1件あたり数億円も、中国誘拐ビジネス
世界の誘拐はビジネス化
海外駐在員や留学生に向けた保険を専門に扱い、海外生活でのセルフセキュリティに対するセミナーや指導なども行っている株式会社JITの松本伸二氏は、「今後、日本人にターゲットを絞った身代金目的の誘拐が増えるのではないか?」と懸念している。現に、過去に2回の身代金目的などの日本人の誘拐が中国では起きている。「中国人の赤ちゃんや子どもを1人誘拐して、人身売買を行ったり、臓器移植のために内臓を売ったりしても、数十万円から数百万円。けれども身代金になると、数千万~数億円とケタ違いの額が動きます。そのため、手っ取り早く儲けられる身代金目的の誘拐に手を出す犯罪者グループは増えてもおかしくないということは容易に想像がつきます。元々、外国人を被害者にした犯罪は中国では重罪になるため、それほど多くなかったのですが、これだけ反日感情が高まると不安です」
しかも、現在、世界の誘拐事情は“ビジネス化”している。身代金誘拐の歴史が浅い中国ではそれほどシステマティックに整ってはいないが、コロンビアやメキシコ、アフリカ諸国などでは、誘拐ビジネスが大きな仕事として成り立っているのだ。

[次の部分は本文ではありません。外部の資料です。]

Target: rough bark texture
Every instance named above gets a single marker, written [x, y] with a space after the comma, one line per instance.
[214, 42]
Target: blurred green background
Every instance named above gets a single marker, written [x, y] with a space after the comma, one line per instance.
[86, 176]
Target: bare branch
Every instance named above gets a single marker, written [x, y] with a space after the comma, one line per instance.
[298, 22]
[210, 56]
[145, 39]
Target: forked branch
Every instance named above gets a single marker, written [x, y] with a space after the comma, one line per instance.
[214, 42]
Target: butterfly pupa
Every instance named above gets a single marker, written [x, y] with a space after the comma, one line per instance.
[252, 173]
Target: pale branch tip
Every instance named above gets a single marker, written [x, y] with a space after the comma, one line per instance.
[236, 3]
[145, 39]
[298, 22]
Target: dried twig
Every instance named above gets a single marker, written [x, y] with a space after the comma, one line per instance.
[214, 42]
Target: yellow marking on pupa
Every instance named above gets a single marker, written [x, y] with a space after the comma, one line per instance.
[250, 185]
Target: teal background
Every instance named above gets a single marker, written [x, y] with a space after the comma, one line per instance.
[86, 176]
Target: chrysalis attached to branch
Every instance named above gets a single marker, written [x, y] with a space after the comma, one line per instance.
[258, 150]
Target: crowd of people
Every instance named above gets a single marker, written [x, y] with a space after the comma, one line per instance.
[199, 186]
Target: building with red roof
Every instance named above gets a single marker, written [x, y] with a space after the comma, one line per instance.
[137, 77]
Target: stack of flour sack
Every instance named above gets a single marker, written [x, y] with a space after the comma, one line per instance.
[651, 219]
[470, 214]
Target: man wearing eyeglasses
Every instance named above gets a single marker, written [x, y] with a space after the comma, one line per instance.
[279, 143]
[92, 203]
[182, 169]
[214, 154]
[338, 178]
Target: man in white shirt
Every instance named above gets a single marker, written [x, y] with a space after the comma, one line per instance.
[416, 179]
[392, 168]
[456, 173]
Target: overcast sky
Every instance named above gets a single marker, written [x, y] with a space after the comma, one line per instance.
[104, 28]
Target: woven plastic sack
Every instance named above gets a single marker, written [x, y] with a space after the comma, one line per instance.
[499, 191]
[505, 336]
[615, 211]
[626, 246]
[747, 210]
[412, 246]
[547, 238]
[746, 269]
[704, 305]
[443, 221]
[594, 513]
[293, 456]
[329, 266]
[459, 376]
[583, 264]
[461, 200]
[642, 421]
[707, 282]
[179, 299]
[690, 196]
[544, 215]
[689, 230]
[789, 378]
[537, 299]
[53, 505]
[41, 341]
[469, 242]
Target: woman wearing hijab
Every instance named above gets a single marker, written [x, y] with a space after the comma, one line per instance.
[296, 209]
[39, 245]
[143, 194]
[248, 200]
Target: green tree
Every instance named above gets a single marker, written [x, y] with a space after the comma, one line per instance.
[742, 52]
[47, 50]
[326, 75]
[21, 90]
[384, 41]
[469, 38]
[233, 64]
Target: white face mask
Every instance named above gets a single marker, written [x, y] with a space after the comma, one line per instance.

「駐在員向けのセミナーなどをしている弊社では、南米やアフリカ諸国へ行かれる方には、誘拐されないようにはどうしたらいいのか? と自分の安全を守るためのセミナーも行うことがあるんですよ」
実は、過去には96年に、メキシコのティファナでサンヨー・ビデオ・コンポーネンツの社長が誘拐され、9日後に解放された事件がある。これは、まさにこの「誘拐ビジネス」の餌食になったものである。